Принесенная старой ведуньей новость и погнала Хона от враз опостылевшей работы в корчму. Да еще страх перед тем, что не сумеет он скрыть эту самую новость от Рахи, которая вот-вот вернется домой. Да еще внезапная муторная неприязнь к собственной хижине. Просторная хижина, крепкая, долговечная – сам ведь перестраивал… Умение, душу клал… Зачем? Для кого? На их-то с Рахой век и худой берложки хватило бы. Забрезжило нынешним летом, что вот, может, Леф с Лардой… Что на вот этот сучок так и просится люльку подвесить… А теперь, похоже, десятка дней не пройдет, как Истовые объявят, будто Мгла милостиво дозволила парню владеть проклятым снаряжением (уж они-то медлить не станут, они-то знают, кому из Витязей нынче убираться из Мира). И все. Как в той песне Лефовой: «…и над могилами надежд…».

* * *

В узкий проем незавешенного оконца впархивали снежинки – впархивали и гибли, сожранные чадным пламенем трескучего факела. Леф следил за их медленным невесомым полетом с таким вниманием, словно важнее всего была теперь судьба этой мерзлой влаги, рожденной среди черноты ночного ненастного неба лишь затем, чтобы, провалившись сквозь похожую на лезвие обоюдоострого ножа щель ветхой стены, умереть от тепла и скудного света. Но, может, и впрямь не было сейчас ничего важнее?

Где-то за спиной возится Нурд, полязгивает железом, вздыхает, двигает что-то увесистое.
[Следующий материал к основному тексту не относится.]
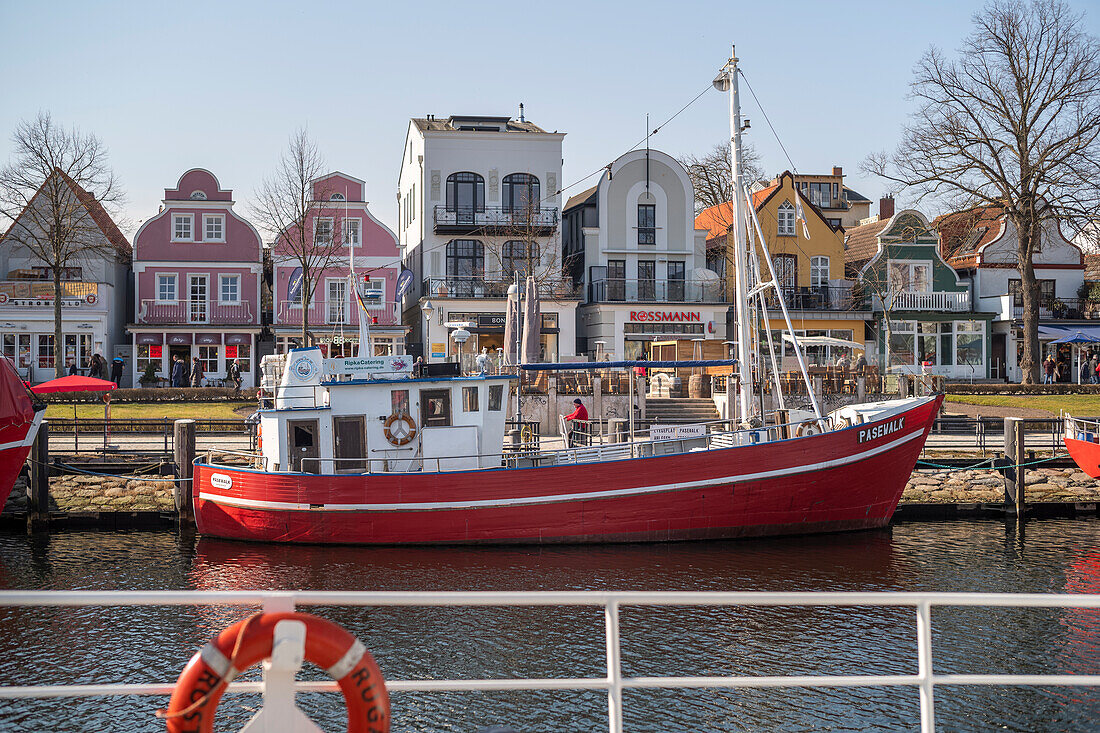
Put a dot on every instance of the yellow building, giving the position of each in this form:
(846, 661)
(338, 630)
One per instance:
(810, 270)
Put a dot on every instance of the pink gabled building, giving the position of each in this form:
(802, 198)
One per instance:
(342, 217)
(197, 270)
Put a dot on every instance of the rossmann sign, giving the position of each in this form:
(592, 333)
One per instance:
(667, 316)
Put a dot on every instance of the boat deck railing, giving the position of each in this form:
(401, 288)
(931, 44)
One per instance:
(614, 681)
(652, 440)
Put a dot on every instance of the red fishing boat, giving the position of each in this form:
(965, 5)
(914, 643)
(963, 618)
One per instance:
(1082, 441)
(359, 450)
(20, 416)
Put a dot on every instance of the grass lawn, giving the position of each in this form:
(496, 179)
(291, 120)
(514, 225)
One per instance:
(222, 411)
(1078, 404)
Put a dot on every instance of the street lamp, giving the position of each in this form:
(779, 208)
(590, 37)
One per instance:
(427, 309)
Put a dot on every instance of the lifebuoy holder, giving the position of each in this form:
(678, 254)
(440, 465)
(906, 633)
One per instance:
(807, 428)
(399, 429)
(263, 636)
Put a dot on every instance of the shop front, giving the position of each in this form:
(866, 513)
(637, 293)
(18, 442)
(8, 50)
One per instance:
(627, 331)
(216, 351)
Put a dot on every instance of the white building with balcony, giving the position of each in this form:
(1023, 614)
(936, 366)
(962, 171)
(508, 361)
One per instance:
(477, 206)
(980, 243)
(94, 296)
(923, 318)
(631, 247)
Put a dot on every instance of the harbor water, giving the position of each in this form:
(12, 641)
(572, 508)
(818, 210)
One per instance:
(144, 645)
Тихо-тихо. Или напоминать о своем существовании не хочет, или просто он далеко – очень уж велика эта неуютная пещера, которую Прошлый Витязь называет чудным словом «зал». Смешно: Нурд – Прошлый Витязь. А Нынешним Витязем со вчерашнего дня стал Леф. Только это ненадолго.

Днем Истовые присылали сюда, к Гнезду Отважных, вестуна, и тот проорал под стеной, что свершилось, что Мгла дозволила брату-человеку Лефу наложить руку на сотворенное ею и сказать: «Отныне – мое». А еще возвестил посланник, будто до рождения нового солнца заявятся двое послушников на телеге, дабы везти одного из Витязей к Бездонной. Затемно повезут, укутанного в черное, – все, как велит обычай.